En la ficción el público siempre es un ingenuo, crédulo ante las mentiras que observa. El cine es un relator de mentiras, a veces para contar la verdad, a veces para refugiarnos de ella. Acercarnos o no al artificio del arte dependerá de lo satisfechos que estemos con el mismo, pero poner de manifiesto el autoengaño al que gustosamente nos queremos someter nos permite darnos cuenta de la necesidad de evadirnos hacia aquellos embustes que nos ayudan a sobrevivir a la realidad. Hirokazu Kore-eda desarrolla La verdad en su similitud con esa gran mentira que es el cine: durante el rodaje de la película dentro de la película – una ilusión que viene de la pintura (el cuadro dentro del cuadro) – verdad y mentira, sinceridad y autoengaño, se disfrazan de su opuesto para funcionar.
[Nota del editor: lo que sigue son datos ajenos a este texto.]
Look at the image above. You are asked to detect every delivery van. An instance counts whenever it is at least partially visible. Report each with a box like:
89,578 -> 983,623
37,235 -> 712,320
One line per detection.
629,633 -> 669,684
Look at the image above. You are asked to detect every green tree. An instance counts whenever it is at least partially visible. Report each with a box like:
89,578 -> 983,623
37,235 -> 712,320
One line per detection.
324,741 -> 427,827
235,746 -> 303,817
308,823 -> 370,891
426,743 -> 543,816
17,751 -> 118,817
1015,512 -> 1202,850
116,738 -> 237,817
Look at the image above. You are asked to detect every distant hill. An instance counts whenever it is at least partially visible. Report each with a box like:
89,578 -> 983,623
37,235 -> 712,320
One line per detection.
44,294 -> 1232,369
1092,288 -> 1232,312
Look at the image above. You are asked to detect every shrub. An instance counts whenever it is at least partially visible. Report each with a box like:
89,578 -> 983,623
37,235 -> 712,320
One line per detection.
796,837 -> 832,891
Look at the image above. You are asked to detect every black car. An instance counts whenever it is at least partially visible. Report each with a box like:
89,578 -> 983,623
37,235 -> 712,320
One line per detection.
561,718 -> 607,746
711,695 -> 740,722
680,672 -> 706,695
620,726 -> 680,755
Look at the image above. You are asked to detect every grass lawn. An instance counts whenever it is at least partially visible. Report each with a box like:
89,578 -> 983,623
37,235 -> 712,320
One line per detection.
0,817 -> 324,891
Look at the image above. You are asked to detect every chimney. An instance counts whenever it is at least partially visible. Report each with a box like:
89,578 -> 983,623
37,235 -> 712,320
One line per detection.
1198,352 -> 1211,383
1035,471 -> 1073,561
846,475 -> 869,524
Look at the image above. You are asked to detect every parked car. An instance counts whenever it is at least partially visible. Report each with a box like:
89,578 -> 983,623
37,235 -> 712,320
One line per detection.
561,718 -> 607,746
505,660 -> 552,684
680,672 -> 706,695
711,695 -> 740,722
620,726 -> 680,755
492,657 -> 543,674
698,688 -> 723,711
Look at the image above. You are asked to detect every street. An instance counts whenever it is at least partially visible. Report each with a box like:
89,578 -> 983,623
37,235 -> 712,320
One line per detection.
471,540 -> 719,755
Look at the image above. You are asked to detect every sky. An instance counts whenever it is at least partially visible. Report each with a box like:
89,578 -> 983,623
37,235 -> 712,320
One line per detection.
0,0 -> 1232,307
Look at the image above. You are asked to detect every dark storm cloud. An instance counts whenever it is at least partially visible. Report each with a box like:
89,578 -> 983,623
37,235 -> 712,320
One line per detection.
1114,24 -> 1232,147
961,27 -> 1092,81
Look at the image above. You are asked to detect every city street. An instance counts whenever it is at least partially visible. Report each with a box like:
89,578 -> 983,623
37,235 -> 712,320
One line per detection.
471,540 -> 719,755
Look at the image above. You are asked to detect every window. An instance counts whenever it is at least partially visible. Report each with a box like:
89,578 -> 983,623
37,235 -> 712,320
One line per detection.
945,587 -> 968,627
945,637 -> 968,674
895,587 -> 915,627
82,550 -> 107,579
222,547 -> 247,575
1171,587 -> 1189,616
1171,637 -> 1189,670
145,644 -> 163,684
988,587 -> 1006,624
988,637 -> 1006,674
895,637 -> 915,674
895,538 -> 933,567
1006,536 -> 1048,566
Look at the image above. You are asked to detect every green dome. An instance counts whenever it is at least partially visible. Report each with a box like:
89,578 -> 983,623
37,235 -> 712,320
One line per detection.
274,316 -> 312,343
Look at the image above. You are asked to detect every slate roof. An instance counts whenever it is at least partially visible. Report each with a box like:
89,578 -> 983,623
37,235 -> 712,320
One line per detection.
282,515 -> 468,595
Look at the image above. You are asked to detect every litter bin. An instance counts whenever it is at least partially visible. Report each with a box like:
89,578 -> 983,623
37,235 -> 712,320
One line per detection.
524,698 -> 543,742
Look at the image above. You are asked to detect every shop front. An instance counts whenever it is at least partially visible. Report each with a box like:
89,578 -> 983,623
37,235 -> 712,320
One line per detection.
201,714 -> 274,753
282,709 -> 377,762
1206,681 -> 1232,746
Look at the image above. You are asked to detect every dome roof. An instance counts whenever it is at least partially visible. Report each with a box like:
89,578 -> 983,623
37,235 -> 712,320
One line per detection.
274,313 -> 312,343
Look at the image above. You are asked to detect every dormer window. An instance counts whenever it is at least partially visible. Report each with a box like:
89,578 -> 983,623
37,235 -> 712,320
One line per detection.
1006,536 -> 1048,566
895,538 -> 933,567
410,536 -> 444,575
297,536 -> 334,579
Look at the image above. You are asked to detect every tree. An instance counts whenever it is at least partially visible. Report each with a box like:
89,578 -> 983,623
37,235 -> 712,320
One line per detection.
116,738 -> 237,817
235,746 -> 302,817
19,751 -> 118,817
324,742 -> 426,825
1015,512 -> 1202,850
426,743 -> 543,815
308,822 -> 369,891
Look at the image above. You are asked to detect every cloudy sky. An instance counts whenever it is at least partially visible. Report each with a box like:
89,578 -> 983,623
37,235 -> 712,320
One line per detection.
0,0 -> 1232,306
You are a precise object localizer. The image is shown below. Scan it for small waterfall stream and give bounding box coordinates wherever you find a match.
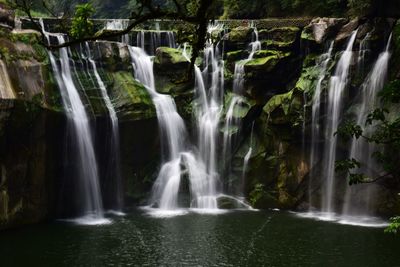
[129,47,222,215]
[321,31,357,217]
[342,35,392,216]
[0,59,16,99]
[85,42,123,214]
[222,25,261,187]
[310,41,334,207]
[43,33,108,224]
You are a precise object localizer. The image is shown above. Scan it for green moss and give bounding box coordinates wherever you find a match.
[259,27,300,43]
[110,71,155,120]
[263,90,293,115]
[300,27,315,41]
[229,26,253,42]
[254,50,284,58]
[262,40,293,50]
[154,47,188,64]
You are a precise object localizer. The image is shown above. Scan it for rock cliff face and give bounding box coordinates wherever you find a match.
[0,9,400,229]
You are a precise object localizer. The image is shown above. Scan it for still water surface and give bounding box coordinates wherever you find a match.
[0,210,400,266]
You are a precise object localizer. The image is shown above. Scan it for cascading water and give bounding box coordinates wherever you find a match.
[222,27,261,182]
[240,122,254,197]
[136,29,176,55]
[0,59,15,99]
[129,47,187,210]
[104,19,130,44]
[357,32,371,75]
[309,41,334,208]
[321,31,357,219]
[85,42,123,214]
[343,35,392,216]
[41,20,109,224]
[195,43,224,208]
[129,47,217,214]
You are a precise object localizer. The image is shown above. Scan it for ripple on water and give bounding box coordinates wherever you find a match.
[293,212,389,228]
[60,214,112,225]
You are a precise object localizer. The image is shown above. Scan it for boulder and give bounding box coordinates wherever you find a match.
[0,3,15,27]
[154,47,190,73]
[109,71,156,121]
[227,26,253,42]
[259,27,300,43]
[223,26,254,51]
[302,18,347,44]
[335,18,360,43]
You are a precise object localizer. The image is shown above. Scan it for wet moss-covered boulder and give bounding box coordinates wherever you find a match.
[225,50,249,72]
[154,47,190,73]
[259,27,300,51]
[224,26,254,51]
[263,89,303,125]
[109,71,155,121]
[228,26,253,42]
[244,52,290,80]
[259,27,300,42]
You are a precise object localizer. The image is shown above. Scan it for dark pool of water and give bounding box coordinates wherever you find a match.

La familia más allá de los lazos de sangre es la gran verdad con la que Kore-eda busca convencernos a cada película. Tras Un asunto de familia, sin embargo, vuelve al núcleo familiar más convencional, aunque tengan sus más y sus menos. Me haría gracia suponer que es otro enfoque de afrontar su lucha, es decir, mostrando los defectos de la familia de sangre en vez de las virtudes de la familia adoptada. Lo dudo, también os digo. Hay un poco de Tennesse Williams en La verdad, en esa idea de la apariencia como parapeto frente al exterior. Es algo que incluso vemos en la propia casa, una villa esplendorosa al lado de una prisión. En ese intento de aunar arte y vida Kore-eda vuelve a jugar con su aparente realismo, uno entrañable pero alterado por la propia visión. Este no es un autor que deje la ventana abierta a una realidad con el mínimo tamiz posible, pero en esta ocasión el japonés se apega a esta decisión como si le fuese la vida en ello. En La verdad, no hay más verdad que la de la lección que se nos quiere dar. Hay naturalidad en lo que vemos, sí, es el factor clave que hace del cineasta japonés un referente, pero es una naturalidad alterada por la amabilidad que le caracteriza.
A pesar de que el director de De tal padre, tal hijo nos ofrezca una realidad sesgada, nos deja espacio suficiente para sacar conclusiones. Ante todo, nos pone en una tesitura, una que se repite en el tiempo (de abuela a madre y de madre a hija) y en la ficción de la película. Después nos deja a nuestro antojo en ese complejo juego de realidades mientras desarrolla la relación entre Fabianne (Catherine Deneuve) y Lumir (Juliette Binoche). No obstante, dicho juego no es sino un lienzo sobre el que la historia se soporta: una vez visto no hay desarrollo. Es por ello que La verdad resulta redundante a la larga, cual chicle sin sabor. Hirokazu Kore-eda adapta muy bien su retrato a una idiosincrasia a la que no está acostumbrado – no en vano los valores familiares de Japón dista de la falsedad que pueda haber en el hogar de una actriz francesa en decadencia -. Eso otorga a esta obra un valor especial que, junto a su particular visión amable, convierte a esta mentira en una grata verdad a creer.